Comment Re:really - the whole world's ? (Score 2) 57
To be fair, there have been times where Earth's temperature changed relatively rapidly.
On the other hand... those times tended not to work out very well for life :
Our current experiment with mass greenhouse gas emissions affecting the climate, Earth itself has kinda done it before, at the Paleocene-Eocene boundary. The associated Paleocene-Eocene Thermal Maximum (PETM) left the world such an altered place that we refer to it as a different era (the Eocene). The oceans took the brunt of the hit. Except the differences we have vs. the PETM are *not* to our favour:
* The arctic was ice-free going into the PETM; ours is not. The presence of ice creates an amplifying feedback process, where the more ice that melts, the more sunlight gets absorbed, creating more heat to melt more ice.
* We're releasing our carbon an order of magnitude faster (though our methane emissions are similar)
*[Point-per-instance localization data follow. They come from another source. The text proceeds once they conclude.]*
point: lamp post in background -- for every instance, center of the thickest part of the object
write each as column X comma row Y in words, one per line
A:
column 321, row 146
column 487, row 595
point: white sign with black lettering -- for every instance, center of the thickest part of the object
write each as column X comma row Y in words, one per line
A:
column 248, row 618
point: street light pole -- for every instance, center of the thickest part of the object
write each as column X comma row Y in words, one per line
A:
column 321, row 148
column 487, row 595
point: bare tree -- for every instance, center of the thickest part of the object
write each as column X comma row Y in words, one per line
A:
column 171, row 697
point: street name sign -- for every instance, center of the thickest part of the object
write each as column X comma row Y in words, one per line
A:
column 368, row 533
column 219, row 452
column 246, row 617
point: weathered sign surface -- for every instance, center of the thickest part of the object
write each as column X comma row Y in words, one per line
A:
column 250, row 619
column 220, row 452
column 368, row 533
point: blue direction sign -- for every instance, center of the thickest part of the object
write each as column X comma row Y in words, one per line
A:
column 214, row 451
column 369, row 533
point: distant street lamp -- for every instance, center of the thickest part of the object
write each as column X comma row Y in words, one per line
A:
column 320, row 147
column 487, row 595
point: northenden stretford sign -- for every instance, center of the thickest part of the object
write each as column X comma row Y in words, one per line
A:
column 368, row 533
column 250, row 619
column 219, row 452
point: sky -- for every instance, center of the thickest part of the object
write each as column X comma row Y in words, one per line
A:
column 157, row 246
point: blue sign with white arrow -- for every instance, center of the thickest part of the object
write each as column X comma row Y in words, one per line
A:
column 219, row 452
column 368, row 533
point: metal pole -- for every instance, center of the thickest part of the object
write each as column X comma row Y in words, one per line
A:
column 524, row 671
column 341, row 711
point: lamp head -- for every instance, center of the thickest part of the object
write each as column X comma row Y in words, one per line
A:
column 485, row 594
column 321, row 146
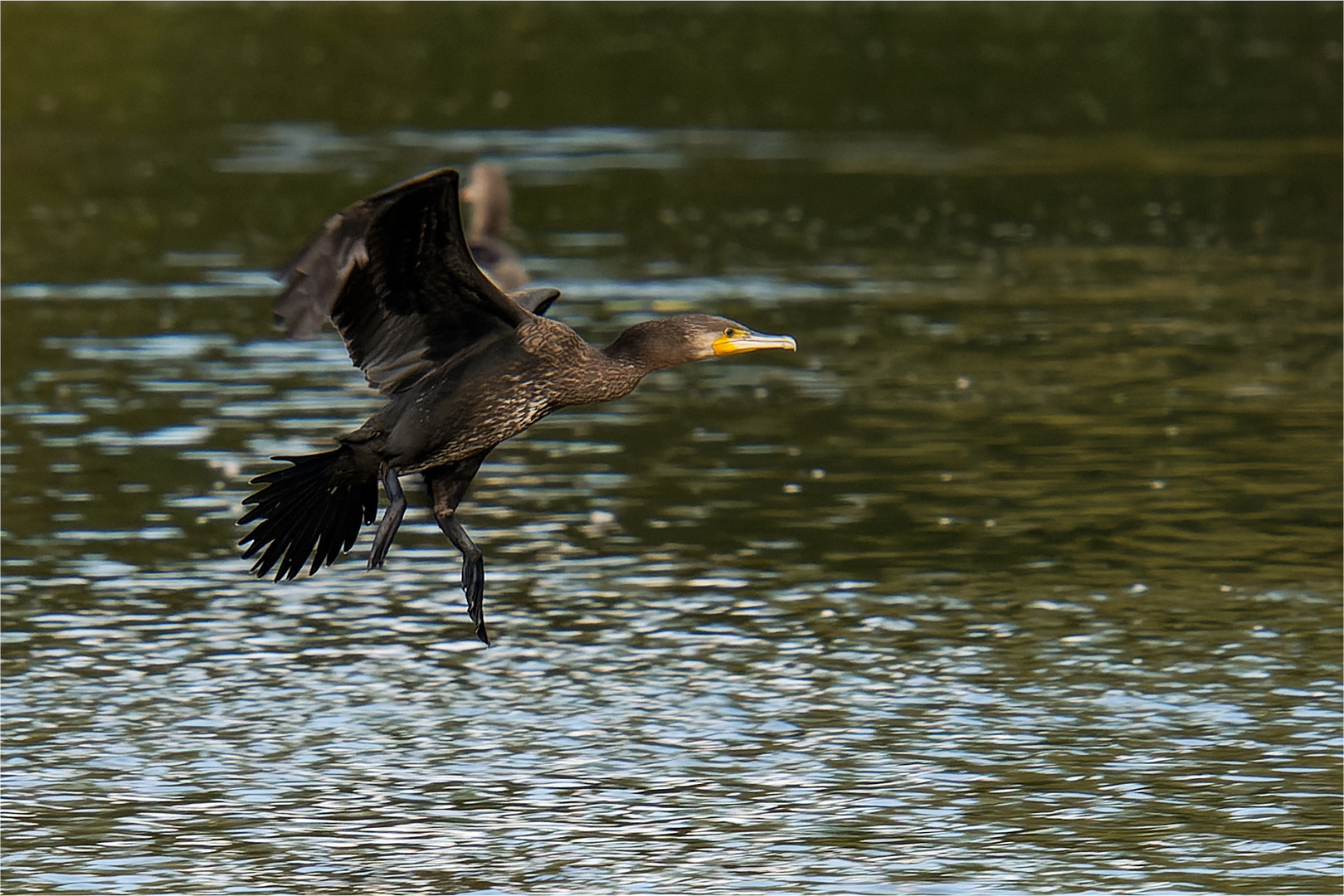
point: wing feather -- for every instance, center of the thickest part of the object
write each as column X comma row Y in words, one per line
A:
column 397, row 278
The PETM caused a 5-8C rise over 6000 years, but we're speed-running it, so it's really our best case. The worst case is the K-Pg extinction event
Only the worst excursions in history tend to result in large parts of the earth becoming relative sterile. But they all lead to mass disruptions in ecosystems and waves of global or at least local extinction (but new speciation of the survivors who take their place). Indeed, we probably owe our existence to the PETM - primates diversified and radiated after it. But that's little solace to species that didn't make it. Like, for example, dinoflagellates flourished during the PETM. But do you really want to replace reefs with red tide?